A year ago, Ginsburg, who is closely associated with Chabad and with many of the “hilltop” communities, underwent a kidney transplant at Hadassah Ein Kerem hospital.
Other medical centers had declined to operate on him due to his advanced age. Still, Halaila, head of Hadassah Ein Kerem’s transplant unit, reviewed the file of the 80-year-old rabbi and agreed to perform the transplant.
“Age is only a number,” Halaila explained this week. “A kidney transplant can be beneficial even at an older age, enabling the patient to continue giving.”
The donor was there through the Matnat Chaim organization. Senior Hadassah leadership also attended, led by Prof. Yoram Weiss.
With everyone present, the rabbi delivered a brief teaching on the meaning of kidneys in Jewish thought. Halaila sat beside him, and when the rabbi called him a “righteous gentile,” he patted his hand.
Halaila smiled, then shared what impressed him most.
“I asked to check what the rabbi has done since the transplant,” the doctor said. “Well, every Shabbat, a booklet of his is published in Hebrew, 13,000 copies, as well as an English edition, read by thousands here in Israel and around the world. It’s simply incredible. This year he published eleven books of Torah scholarship and three children’s books, and he’s planning another six in the coming year.”
“The rabbi has a book about the ‘Fourth Revolution.’ I urge you to study this topic. It’s very important, and I personally believe in it.”
“The Fourth Revolution” is a concept Ginsburg has been advancing in recent years: expanding Torah and Jewish learning to non-Jews. In his view, Judaism is meant to illuminate the world, and the time has come for that message to reach beyond its boundaries. Only when the Jewish people inspire respect, he argues, can genuine peace take root.
At the gathering marking one year since the successful transplant, it seemed as though one could already see the first shoots of that idea emerging.

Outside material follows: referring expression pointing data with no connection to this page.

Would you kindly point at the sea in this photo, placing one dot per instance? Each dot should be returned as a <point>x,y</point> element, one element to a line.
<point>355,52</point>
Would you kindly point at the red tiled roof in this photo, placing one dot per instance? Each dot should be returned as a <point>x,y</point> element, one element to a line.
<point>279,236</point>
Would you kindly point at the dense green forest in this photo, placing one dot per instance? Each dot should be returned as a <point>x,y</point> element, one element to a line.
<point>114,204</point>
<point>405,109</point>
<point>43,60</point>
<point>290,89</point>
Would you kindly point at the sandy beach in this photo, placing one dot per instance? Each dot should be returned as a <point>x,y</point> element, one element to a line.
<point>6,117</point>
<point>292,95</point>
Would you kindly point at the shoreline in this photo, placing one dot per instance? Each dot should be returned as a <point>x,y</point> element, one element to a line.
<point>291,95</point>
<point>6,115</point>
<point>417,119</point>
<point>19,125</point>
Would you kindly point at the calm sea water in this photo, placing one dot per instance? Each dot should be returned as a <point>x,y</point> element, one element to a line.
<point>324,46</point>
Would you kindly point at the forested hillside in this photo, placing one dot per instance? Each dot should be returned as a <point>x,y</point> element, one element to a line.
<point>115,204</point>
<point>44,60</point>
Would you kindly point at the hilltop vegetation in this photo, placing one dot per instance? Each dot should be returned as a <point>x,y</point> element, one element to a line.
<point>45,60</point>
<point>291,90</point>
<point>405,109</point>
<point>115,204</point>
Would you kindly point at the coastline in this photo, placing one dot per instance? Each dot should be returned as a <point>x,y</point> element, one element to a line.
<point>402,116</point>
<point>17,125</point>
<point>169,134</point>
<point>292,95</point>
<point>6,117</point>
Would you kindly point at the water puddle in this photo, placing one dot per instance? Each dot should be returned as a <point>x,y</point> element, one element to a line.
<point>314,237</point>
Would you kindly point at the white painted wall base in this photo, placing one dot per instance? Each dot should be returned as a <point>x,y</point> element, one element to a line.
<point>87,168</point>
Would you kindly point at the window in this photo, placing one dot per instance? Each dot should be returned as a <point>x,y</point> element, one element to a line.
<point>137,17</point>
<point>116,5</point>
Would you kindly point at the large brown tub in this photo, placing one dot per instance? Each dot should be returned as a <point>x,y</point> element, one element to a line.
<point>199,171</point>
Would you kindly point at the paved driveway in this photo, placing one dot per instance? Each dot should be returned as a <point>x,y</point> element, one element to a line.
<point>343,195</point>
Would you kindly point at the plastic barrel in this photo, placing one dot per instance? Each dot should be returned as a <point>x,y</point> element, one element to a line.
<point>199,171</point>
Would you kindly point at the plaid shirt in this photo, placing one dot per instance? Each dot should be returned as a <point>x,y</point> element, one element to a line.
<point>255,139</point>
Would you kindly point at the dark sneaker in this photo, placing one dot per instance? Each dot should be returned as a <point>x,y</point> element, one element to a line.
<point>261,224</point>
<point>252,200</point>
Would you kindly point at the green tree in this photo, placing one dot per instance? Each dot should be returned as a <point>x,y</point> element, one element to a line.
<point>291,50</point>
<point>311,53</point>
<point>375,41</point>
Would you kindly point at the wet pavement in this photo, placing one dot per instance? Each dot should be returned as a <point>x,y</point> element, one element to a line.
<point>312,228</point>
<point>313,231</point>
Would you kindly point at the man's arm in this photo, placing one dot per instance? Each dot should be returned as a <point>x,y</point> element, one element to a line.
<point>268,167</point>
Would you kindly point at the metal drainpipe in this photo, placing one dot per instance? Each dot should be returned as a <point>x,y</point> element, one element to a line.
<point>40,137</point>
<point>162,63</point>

Five points to ponder about Sefer Shemot
Mazal tov. Last week, we completed the book of Bereshit (Genesis), and now we begin Shemot (Exodus), the second of the five Chumashim. Shemot is often called “The Book of Exile and Redemption,” as it traces our descent into Egyptian bondage and our journey from slavery to freedom.
This week, we meet Moses. The greatest leader in Jewish history steps onto the world stage with what he calls a “heavy mouth, a heavy tongue and uncircumcised lips.” In other words, leadership is not measured by eloquence, but by character.
After the tension and rivalry between brothers that runs through the book of Bereshit, Shemot introduces three siblings who will guide the people through the wilderness for forty years: Moses and Aaron, and their sister Miriam.
It is a different model of leadership, rooted in harmony, partnership, and shared responsibility. It reminds us that family can work together with love and purpose.
The women in this week’s portion also stand at the center of the story. The Hebrew midwives defy Pharaoh’s decree and protect Jewish infants. Yocheved hides her newborn son.
Miriam watches over him as he floats in his basket on the Nile. Our sages conclude: “In the merit of righteous women, the Jewish people were redeemed from Egypt.” It is a lasting testimony to the central role of women in the life and destiny of our nation.
Shemot is not only history. It describes the stages of liberation that each of us must go through, as individuals and as a people, even today.
Every person has an “Egypt,” some form of inner bondage, fear, habit, or limitation that holds them back. Netivot Shalom states: “All the missions for which a human being descends into this world are meant to take him out of Egypt.” Leaving Egypt is a lifelong mission, faced with a new challenge each day.